La proposition américaine d'une "solution optionnelle" pour la taxation du numérique est "inacceptable", a tranché vendredi le ministre français des Finances Bruno Le Maire, appelant les États-Unis, qui menacent Paris de sanctions douanières, à reprendre "de bonne foi" les discussions à l'OCDE.
Dans une lettre adressée jeudi à l'Organisation de coopération et de développement économiques (OCDE), le secrétaire américain au Trésor Steven Mnuchin a réitéré son soutien aux négociations en cours pour aboutir à un accord mondial d'ici juin sur la taxation des entreprises numériques.
Mais il a aussi avancé une proposition fondée sur le "safe harbor regime" ("solution de repli").
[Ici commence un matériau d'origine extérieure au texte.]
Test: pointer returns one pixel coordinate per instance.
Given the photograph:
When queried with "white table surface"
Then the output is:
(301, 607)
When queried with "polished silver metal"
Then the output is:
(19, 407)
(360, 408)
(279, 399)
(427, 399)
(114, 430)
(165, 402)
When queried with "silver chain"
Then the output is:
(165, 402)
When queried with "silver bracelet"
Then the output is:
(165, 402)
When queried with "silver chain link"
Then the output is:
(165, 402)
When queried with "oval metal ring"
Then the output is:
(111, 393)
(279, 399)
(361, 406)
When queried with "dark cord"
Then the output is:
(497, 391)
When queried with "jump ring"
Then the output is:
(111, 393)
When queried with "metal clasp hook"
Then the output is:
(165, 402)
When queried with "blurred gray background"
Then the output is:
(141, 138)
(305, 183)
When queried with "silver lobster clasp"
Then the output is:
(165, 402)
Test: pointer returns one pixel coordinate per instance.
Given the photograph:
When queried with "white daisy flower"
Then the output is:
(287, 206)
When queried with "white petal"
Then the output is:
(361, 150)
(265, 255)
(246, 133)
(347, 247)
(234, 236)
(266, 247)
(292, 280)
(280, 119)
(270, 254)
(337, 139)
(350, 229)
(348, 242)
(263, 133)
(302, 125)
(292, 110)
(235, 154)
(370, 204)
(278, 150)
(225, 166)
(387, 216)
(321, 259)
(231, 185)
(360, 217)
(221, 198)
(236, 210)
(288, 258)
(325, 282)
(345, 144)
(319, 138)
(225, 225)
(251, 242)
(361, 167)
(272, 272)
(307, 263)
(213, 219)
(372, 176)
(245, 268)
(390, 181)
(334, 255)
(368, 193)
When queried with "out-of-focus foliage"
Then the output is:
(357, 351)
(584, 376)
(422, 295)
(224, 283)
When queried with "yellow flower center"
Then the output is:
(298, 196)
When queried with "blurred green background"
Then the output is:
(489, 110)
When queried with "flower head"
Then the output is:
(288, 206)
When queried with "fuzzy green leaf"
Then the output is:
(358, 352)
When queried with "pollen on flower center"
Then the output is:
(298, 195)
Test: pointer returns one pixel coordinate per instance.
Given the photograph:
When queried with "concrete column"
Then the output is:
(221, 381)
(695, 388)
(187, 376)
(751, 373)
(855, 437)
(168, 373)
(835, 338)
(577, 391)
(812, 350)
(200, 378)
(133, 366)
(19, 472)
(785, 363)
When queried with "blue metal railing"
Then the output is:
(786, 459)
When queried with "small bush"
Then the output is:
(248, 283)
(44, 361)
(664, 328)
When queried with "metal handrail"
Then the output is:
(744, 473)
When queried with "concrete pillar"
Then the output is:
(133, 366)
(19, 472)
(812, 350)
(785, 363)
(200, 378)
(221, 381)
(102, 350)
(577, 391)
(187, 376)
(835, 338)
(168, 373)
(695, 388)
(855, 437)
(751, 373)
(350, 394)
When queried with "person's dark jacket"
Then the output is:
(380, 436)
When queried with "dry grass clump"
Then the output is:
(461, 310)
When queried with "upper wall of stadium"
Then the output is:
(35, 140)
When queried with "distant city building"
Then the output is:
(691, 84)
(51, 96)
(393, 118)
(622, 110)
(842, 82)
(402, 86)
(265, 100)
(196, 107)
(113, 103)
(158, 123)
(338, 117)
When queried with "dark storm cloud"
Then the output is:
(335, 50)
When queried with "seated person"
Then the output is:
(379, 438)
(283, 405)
Selon une source proche des négociations, l'expression cache un principe "d'optionalité" permettant aux multinationales de choisir entre le système actuellement en vigueur ou celui qui serait conclu au terme des débats à l'OCDE.
"La proposition américaine d'avoir une solution optionnelle, où les entreprises choisiraient librement oui ou non d'être taxées, très franchement je n'y crois pas trop (...) une solution optionnelle, évidemment, ne serait pas acceptable ni par la France ni par ses partenaires de l'OCDE", a réagi vendredi Bruno Le Maire.
"Je n'ai pas vu beaucoup d'entreprises qui acceptent librement d'être taxées; on peut toujours compter sur la philanthropie de chacun, mais je ne suis pas sûr qu'en matière de finances publiques, ça mène très loin", a poursuivi le ministre, inaugurant à Bercy un forum des industries de la mode.
Le projet de texte à l'OCDE "doit être évidemment contraignant pour toutes les entreprises", a-t-il insisté, appelant les États-Unis "reprendre le fil de la négociation (...) de bonne foi, pas sur une base optionnelle, mais sur une base contraignante pour tous les États qui signeraient cet accord".
Ces négociations internationales se compliquent pour cause de durcissement entre Paris et Washington, les États-Unis dénonçant l'instauration en France d'une taxe nationale sur les géants du numérique.
En représailles, l'administration Trump a menacé lundi de surtaxer "jusqu'à 100%" l'équivalent de 2,4 milliards de dollars de produits français, dont des champagnes, fromages, cosmétiques et articles de maroquinerie.
"Il est regrettable que ces guerres commerciales amènent aujourd'hui nos amis et alliés américains (...) à s'attaquer directement aux produits qui symbolisent notre culture française", a observé M. Le Maire, assurant que la taxation française "n'est pas discriminatoire".
Le ministre français a assuré avoir obtenu "le plein soutien" du commissaire européen au Commerce Phil Hogan pour "travailler à toutes les options de ripostes possibles" au cas où les sanctions américaines se concrétiseraient.
Dans un entretien à l'agence Bloomberg, publié vendredi, Phil Hogan a indiqué qu'il se rendrait en janvier aux États-Unis pour discuter avec Robert Lighthizer, le représentant américain au Commerce, des menaces de sanctions douanières de Washington contre la France.
"Nous examinons toutes les possibilités, mais nous préférons un arrangement négocié (...) Je me rendrai aux États-Unis en janvier pour rencontrer" M. Lighthizer "afin d'explorer les façons possibles de parvenir un accord plutôt que d'engager la confrontation", a souligné M. Hogan.